Durante nossas deliberações sobre a dívida externa ilegítima constatamos que:
- O empobrecimento e as mortes causadas por esta dívida estão crescendo dramaticamente. A partir de nossa fé, escutamos o chamado para abordar o tema da dívida a partir dessas vítimas;
- essa dívida é um instrumento de dominação e exclusão funcional segundo o modelo neoliberal. Impede o desenvolvimento humano naqueles países submetidos a esse instrumento. Afeta seriamente a integridade da criação, onerando as futuras gerações. Atenta contra os direitos humanos, em particular os direitos econômicos, sociais, culturais e ambientais;
- em todo esse processo da dívida existem instituições e pessoas responsáveis, até por atos criminais. Essas instituições e pessoas se encontram tanto no Norte como no Sul e são perfeitamente identificáveis.

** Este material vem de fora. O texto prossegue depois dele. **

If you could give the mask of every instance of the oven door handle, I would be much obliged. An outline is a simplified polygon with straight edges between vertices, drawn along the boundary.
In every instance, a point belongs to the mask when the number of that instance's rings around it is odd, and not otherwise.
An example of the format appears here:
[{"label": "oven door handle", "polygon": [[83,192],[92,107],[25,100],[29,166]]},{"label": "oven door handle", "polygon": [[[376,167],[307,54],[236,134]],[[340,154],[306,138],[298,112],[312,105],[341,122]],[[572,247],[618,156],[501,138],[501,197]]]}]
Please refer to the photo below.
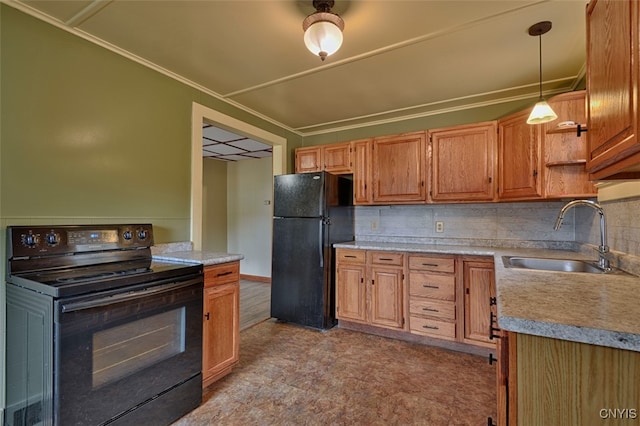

Por tudo isso nos unimos ao clamor de todos aqueles e aquelas que pedem a imediata anulação de toda dívida ilegítima.
É urgente implementarmos ações que promovam este objetivo em quatro eixos:
- sensibilização
- mobilização
- incidência pública
- encaminhamentos judiciais
Algumas das ações propostas são:
1) Motivar a liderança das igrejas para se envolverem ativamente e falarem a verdade ao povo, aos governos e às instituições, tanto em seu próprio contexto como coletivamente, clamando a pôr fim à dívida externa ilegítima.
2) Tratar do tema da dívida externa ilegítima nos diferentes espaços de nossas igrejas, incluindo catequese e culto.
3) Promover o trabalho em redes que se empenhem por sensibilização, mobilização, incidência pública e encaminhamentos judiciais contra a dívida.
4) Apoiar e promover a realização de auditorias da dívida através de mecanismos e propostas existentes na sociedade civil.
5) Motivar (e unir-nos a) igrejas, organismos ecumênicos e inter-religiosos e outras organizações, para trabalhar na realização de campanhas conjuntas sobre dívida externa ilegítima.
6) Unir-nos aos esforços para a criação de um Tribunal Internacional para a dívida externa ilegítima. Este tribunal deveria basear-se num código de direito e convocaria personalidades internacionais com reconhecida qualificação ética e profissional.
7) Unir-nos aos esforços para judicializar a dívida externa nos âmbitos nacionais.
8) Criar um banco de dados para vincular entre si as pessoas e compartilhar materiais disponíveis.
9) Desenvolver e articular políticas de comunicação e educativas em torno da dívida externa ilegítima, elaborando, publicando e distribuindo materiais (incluindo recursos litúrgicos e estudos bíblicos) para sensibilizar as pessoas e melhorar o entendimento da ilegitimidade da dívida.
10) Fomentar a participação das igrejas, organizações ecumênicas e sociedade civil em eventos nacionais, regionais e internacionais no tocante ao tema da dívida externa ilegítima.
11) Incentivar o encontro e o intercâmbio de pessoas que trabalham o tema da dívida externa ilegítima.
12) Apoiar e promover estudos de caso específicos para ilustrar os mecanismos da dívida externa ilegítima, para sensibilizar a opinião pública, incentivar a mobilização popular e advogar a causa junto aos governos e suas políticas de estado.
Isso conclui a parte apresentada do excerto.